The Dukes drew 16,449 fans for its second-round playoff game with Stony Brook this past weekend, a playoff record at Bridgeforth Stadium, but still just 65.8 percent of the stadium’s 25,000-seat capacity.

Disappointing as it was to have more than 8,000 empties, JMU still boasted the second-highest attendance for the second weekend in the 2017 FCS playoffs. North Dakota State drew 18,067 in its 19,000-seat Fargodome for its second-round game with San Diego, still leaving just short of 1,000 tickets on the table.

Three hosts – South Dakota State, Wofford and Sam Houston State – were below 41 percent capacity and under 8,000 tickets sold for their playoff games.

And this is a trend, looking at recent numbers that saw the 2016 playoffs register a 22.6 percent drop in attendance from the high-water mark set in 2015.

Apologists for the FCS system point to playoff games not being included in season-ticket packages and not being on the schedule among the reasons why you see the seas of empties, but using JMU as an example, it has been rather obvious dating back to at least the midway point of the 2017 season that the Dukes were going to be in position to host at least one playoff game, and honestly, as a fan, don’t you allow yourself to be deluded in thinking so even if that’s not the case?

It was pointed out to me on Twitter this past weekend that the student section at Bridgeforth was full, with the empties in the alum and donor sections, which I’ll accept as being true since I wasn’t there, but this only exacerbates the problem. That means even more money drifting into the ether, an unsold ticket to a football game being like an unsold hotel room on a Friday night: they don’t sit on a shelf in a store to be purchased later.

Tickets to playoff football games, you assume, sell themselves. That’s certainly the assumption of people like me who want to see the FBS institute a playoff system more like what we see in FCS, with more teams involved, with games played on campuses at least in the early rounds.

What we’re seeing on the business side of things from the last two years in FCS is worth exploring, at least. Are FCS schools pricing their tickets too high, maybe not doing enough in terms of marketing, just assuming, as I do, that the tickets should sell themselves? Is the relatively low attendance a factor of FCS fans not taking their championships as seriously?

I don’t buy that last one, again using JMU, which led FCS in attendance in the 2017 regular season.

I will say that in researching this article, I came across headlines from beat writers covering not only FCS teams, but FBS programs outside the Power 5, and even a long-time SEC power like LSU, which has seen a steady decline since expanding its stadium a few years ago.
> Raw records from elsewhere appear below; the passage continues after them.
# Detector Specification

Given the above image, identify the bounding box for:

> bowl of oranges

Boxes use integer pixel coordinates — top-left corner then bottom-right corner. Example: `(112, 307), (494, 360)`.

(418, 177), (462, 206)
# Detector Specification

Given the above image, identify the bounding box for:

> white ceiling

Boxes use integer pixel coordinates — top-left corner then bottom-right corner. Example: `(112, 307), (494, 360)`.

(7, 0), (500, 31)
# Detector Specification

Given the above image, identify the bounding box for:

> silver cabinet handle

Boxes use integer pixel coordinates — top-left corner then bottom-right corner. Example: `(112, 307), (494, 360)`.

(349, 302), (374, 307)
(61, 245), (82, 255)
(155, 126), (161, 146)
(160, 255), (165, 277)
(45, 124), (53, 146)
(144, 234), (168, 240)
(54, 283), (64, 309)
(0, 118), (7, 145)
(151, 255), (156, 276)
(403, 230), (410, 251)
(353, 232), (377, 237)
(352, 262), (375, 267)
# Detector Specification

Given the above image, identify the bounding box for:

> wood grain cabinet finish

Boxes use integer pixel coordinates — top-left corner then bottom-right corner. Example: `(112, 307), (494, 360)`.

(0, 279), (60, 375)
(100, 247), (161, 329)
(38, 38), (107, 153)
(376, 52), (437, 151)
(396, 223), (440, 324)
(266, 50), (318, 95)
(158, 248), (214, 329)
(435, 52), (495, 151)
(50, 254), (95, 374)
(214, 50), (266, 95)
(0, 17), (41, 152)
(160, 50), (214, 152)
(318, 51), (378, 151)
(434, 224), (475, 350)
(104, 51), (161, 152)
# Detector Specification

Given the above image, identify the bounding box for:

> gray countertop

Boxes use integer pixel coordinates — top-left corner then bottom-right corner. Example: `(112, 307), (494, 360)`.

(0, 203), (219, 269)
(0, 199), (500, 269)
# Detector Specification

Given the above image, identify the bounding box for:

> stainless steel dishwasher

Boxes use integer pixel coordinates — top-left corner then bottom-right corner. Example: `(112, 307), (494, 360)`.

Leafing through those articles, I see reasons given for the decline – 70-inch TVs in more living rooms, exposure of games on computers, tablets and smartphones, fans balking at paying big money for tickets, parking and $5 hot dogs – that are issues not just for college football, but for the NFL, other spectator sports, live theater, movie-theatre owners and music concert venues and promoters.

Yeah, there’s a lot competing for our dollars and eyeballs. We all get that.

I’m not sure that explains JMU having 8,000 empties for a playoff game, given how well the school did selling tickets for its regular-season slate.

Figuring out the root cause of why playoff tickets don’t sell at a school like JMU with a rabid fan base, and a long history of success on the field and off, can go a long way to figuring out whether an expansion of the playoff system at the FBS level is at all doable down the line.